Convolution in two dimensions combines two functions f(x,y) and g(x,y) to produce a new function c(x,y) by integrating the product of f(s,t) and g(x‑s,y‑t) over all s and t.

When applied to digital images, the continuous integral becomes a discrete sum, where a kernel F (e.g., a 3×3 matrix) slides over a grayscale image G, multiplying overlapping values and summing them to obtain the filtered image C.

Examples illustrate how a 3×3 averaging kernel produces a mild blur, while a Sobel operator detects edges; the effect of kernel size and normalization on output pixel ranges is discussed.

The article then introduces artificial neural networks (NN), describing the historical development of perceptrons, the back‑propagation algorithm, and the mathematical model of a neuron (weighted sum plus bias passed through an activation function).

It shows how a convolutional layer can be viewed as a NN layer with shared weights (the kernel) and no bias, and explains the architecture of a simple CNN that learns a Sobel filter by training on a single input‑output image pair.

Further, a more complex CNN for handwritten digit recognition on the MNIST dataset is presented: the network consists of reshaping, two convolution‑pooling blocks, a flatten layer, two fully‑connected layers of 1000 units each, and a linear output layer for ten classes.

Training details include using mean‑square error loss, stochastic gradient descent with momentum, learning‑rate decay, and ten epochs; the resulting model achieves about 96 % accuracy, with per‑class precision, recall and F1‑score reported.

Finally, the full Python implementation using Keras is provided, including data loading, model definition, training loop, and evaluation code, as well as a separate script that trains a single‑filter CNN to reproduce the Sobel operator on the Lena image.

import pandas as pd
from keras.models import Sequential
from keras.layers import Dense, Flatten, Reshape, AveragePooling2D, Convolution2D, Activation
from keras.utils.np_utils import to_categorical
from keras.utils.visualize_util import plot
from sklearn.model_selection import train_test_split
from sklearn.metrics import classification_report, accuracy_score, confusion_matrix
from keras.callbacks import Callback
from keras.optimizers import SGD

class LossHistory(Callback):
    def __init__(self):
        Callback.__init__(self)
        self.losses = []
        self.accuracies = []
    def on_train_begin(self, logs=None):
        pass
    def on_batch_end(self, batch, logs=None):
        self.losses.append(logs.get('loss'))
        self.accuracies.append(logs.get('acc'))

history = LossHistory()

data = pd.read_csv("train.csv")
data = data.sample(n=10000, replace=False)
digits = data[data.columns.values[1:]].values
labels = data.label.values

train_digits, test_digits, train_labels, test_labels = train_test_split(digits, labels)
train_labels_one_hot = to_categorical(train_labels)
test_labels_one_hot = to_categorical(test_labels)

model = Sequential()
model.add(Reshape(target_shape=(1, 28, 28), input_shape=(784,)))
model.add(Convolution2D(nb_filter=32, nb_row=3, nb_col=3, dim_ordering="th", border_mode="same", bias=False, init="uniform"))
model.add(AveragePooling2D(pool_size=(2, 2), dim_ordering="th"))
model.add(Convolution2D(nb_filter=64, nb_row=3, nb_col=3, dim_ordering="th", border_mode="same", bias=False, init="uniform"))
model.add(AveragePooling2D(pool_size=(2, 2), dim_ordering="th"))
model.add(Flatten())
model.add(Dense(output_dim=1000, activation="sigmoid"))
model.add(Dense(output_dim=1000, activation="sigmoid"))
model.add(Dense(output_dim=10, activation="linear"))

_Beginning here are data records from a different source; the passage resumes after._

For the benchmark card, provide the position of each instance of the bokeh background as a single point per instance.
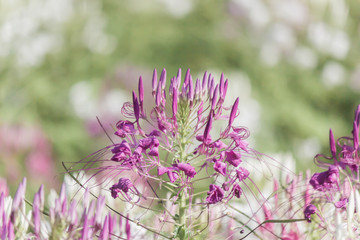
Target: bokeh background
(293, 63)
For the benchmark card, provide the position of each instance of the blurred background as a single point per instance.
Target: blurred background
(293, 63)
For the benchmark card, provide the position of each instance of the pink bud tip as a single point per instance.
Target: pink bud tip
(154, 81)
(136, 106)
(233, 111)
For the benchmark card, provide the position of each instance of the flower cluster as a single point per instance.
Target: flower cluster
(172, 148)
(335, 203)
(60, 219)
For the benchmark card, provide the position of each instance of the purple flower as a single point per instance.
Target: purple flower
(123, 186)
(215, 194)
(309, 210)
(124, 128)
(237, 190)
(187, 169)
(220, 167)
(234, 158)
(325, 181)
(242, 174)
(342, 203)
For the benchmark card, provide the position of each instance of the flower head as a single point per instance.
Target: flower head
(174, 145)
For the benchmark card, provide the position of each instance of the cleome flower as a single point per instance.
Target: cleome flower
(177, 148)
(60, 219)
(336, 199)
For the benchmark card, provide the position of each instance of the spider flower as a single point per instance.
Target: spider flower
(336, 199)
(175, 146)
(60, 219)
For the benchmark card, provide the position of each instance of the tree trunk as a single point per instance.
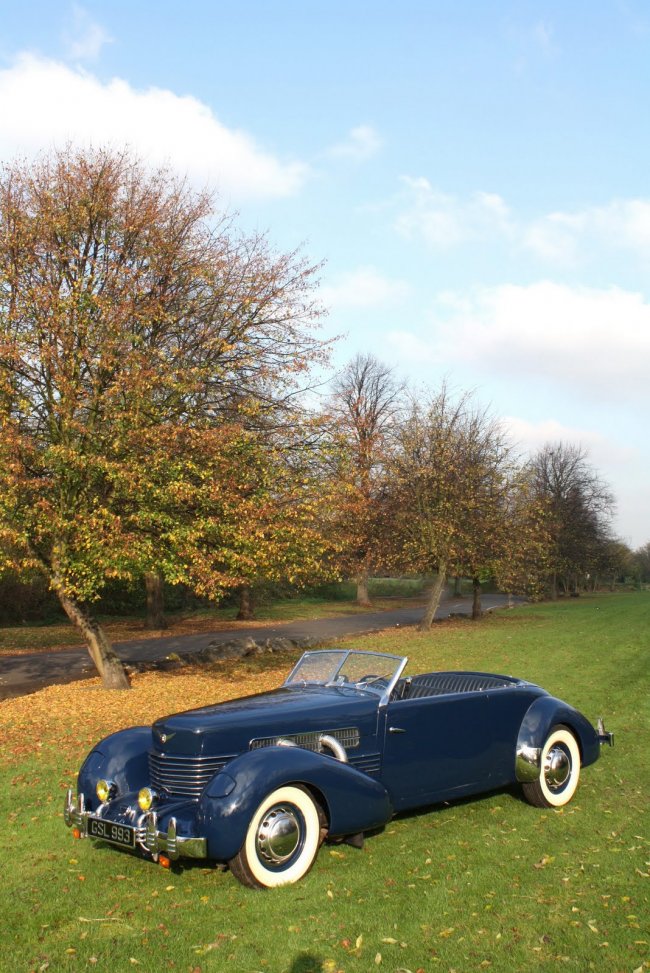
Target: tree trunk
(363, 597)
(155, 601)
(434, 598)
(476, 601)
(246, 611)
(101, 651)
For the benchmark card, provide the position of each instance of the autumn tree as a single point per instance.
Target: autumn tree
(579, 506)
(365, 402)
(447, 472)
(142, 340)
(641, 563)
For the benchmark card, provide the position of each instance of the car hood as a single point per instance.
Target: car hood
(227, 729)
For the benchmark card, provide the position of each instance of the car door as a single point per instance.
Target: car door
(435, 748)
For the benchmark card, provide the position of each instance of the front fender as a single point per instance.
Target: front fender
(122, 757)
(353, 802)
(541, 716)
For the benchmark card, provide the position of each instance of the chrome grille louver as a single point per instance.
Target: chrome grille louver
(347, 737)
(181, 776)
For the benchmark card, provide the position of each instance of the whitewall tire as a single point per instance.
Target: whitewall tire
(282, 839)
(559, 773)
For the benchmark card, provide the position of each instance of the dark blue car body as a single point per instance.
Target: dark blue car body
(343, 745)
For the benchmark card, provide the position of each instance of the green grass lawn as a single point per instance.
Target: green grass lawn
(486, 884)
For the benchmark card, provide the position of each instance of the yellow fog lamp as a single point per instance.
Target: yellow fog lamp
(105, 790)
(147, 797)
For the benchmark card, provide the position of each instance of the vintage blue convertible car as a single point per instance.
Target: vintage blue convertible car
(258, 783)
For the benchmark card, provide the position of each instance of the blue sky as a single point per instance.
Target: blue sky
(473, 175)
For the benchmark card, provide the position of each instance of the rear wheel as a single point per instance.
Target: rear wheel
(560, 771)
(282, 839)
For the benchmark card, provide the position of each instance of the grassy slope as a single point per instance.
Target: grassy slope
(484, 884)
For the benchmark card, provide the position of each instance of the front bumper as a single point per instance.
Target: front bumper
(147, 837)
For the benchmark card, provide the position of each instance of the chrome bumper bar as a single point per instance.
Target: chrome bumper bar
(147, 835)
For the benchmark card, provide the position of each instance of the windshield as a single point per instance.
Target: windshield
(375, 671)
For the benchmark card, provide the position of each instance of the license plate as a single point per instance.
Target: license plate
(117, 834)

with open("digits_model.json", "w") as f:
    f.write(model.to_json())
plot(model, to_file="digits_model.png", show_shapes=True)

opt = SGD(lr=0.01, decay=1e-6, momentum=0.9, nesterov=True)
model.compile(loss="mse", optimizer=opt, metrics=["accuracy"])
model.fit(train_digits, train_labels_one_hot, batch_size=32, nb_epoch=10, callbacks=[history])
model.save_weights("digits_model_weights.hdf5")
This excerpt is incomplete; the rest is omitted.